National Lottery

Big Jon’s dad:
I also can’t see why a rollover changes the chances of winning.

It doesn’t, but the prize fund is greater.

Big Jon’s dad:
If the normal prize is 2 to 3 million, isn’t that enough for anyone to be comfortable for life?

Give it 18 months and it won’t be enough to buy a loaf of bread, people will be emptying it out in order to steal the wheelbarrow you were taking it to the shop with :wink:

Harry Monk:

Big Jon’s dad:
I also can’t see why a rollover changes the chances of winning.

It doesn’t, but the prize fund is greater.

Big Jon’s dad:
If the normal prize is 2 to 3 million, isn’t that enough for anyone to be comfortable for life?

Give it 18 months and it won’t be enough to buy a loaf of bread, people will be emptying it out in order to steal the wheelbarrow you were taking it to the shop with :wink:

A minute ago you were an greedy optimist when you thought you might win.
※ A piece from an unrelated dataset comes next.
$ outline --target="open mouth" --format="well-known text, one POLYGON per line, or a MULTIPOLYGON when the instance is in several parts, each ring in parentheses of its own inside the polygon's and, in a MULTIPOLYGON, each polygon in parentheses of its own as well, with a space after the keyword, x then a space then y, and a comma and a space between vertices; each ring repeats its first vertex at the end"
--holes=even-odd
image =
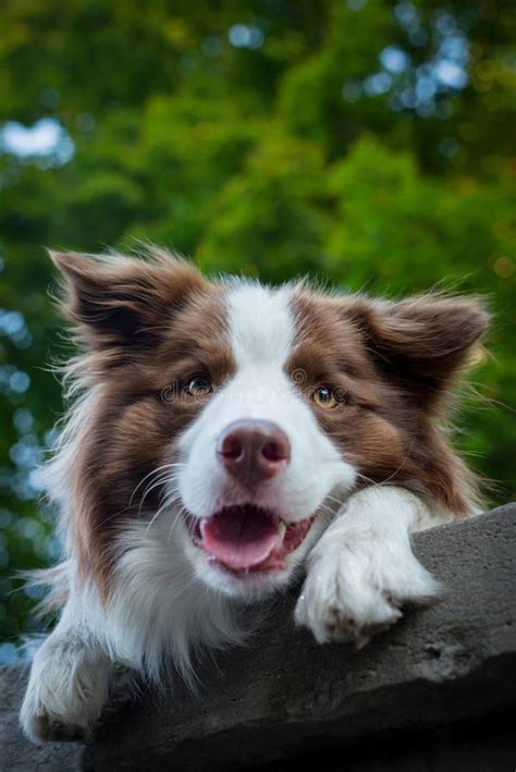
POLYGON ((191 534, 196 547, 231 572, 274 571, 285 567, 286 556, 304 541, 314 519, 287 524, 271 510, 242 504, 195 519, 191 534))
Now you want to play the pesimism card. Tch, you want to face both ways Harry.

Harry Monk:
Two points here…

  1. Somebody wins it.

Yeh, but it ain’t gonna be you…

Harry Monk:
2. If I buy a pint of beer then that is money down the drain. My odds on winning a fortune because of buying a pint of beer are even poorer.

Did you enjoy the beer though? If you did then you had value for money. Not so, when your lottery ticket is duff. All you got was a spoiled dream.

Big Jon’s dad:
. I guess some people were born to be losers, eh? :unamused:

Oh maybe I’d be better off spending that £1 on a packet of razor blades if I’m such a loser? :cry:
but on a more positive way of looking at being a loser is’nt there a saying that everyone loves a loser? I Just need to find me somebody to love (Yep loser there too!), maybe I could bump into him in that queue for my losing lottery ticket?

xtruckerlady:
I have a go when I remember and have had a few small wins - think the biggest was about £75, but I always look on the lottery as a pounds worth of dreams for a week. I do think the top prize should be limited to 1 million, and the prize value for 4 numbers should be higher but any extra (prize money) should go the the NHS.

Noooooo! The NHS should be junked.

SamIam:

Big Jon’s dad:
. I guess some people were born to be losers, eh? :unamused:

Oh maybe I’d be better off spending that £1 on a packet of razor blades if I’m such a loser? :cry:
but on a more positive way of looking at being a loser is’nt there a saying that everyone loves a loser? I Just need to find me somebody to love (Yep loser there too!), maybe I could bump into him in that queue for my losing lottery ticket?

We’re all losers Sam. Otherwise we’ed be somewhere else instead of wasting our time here.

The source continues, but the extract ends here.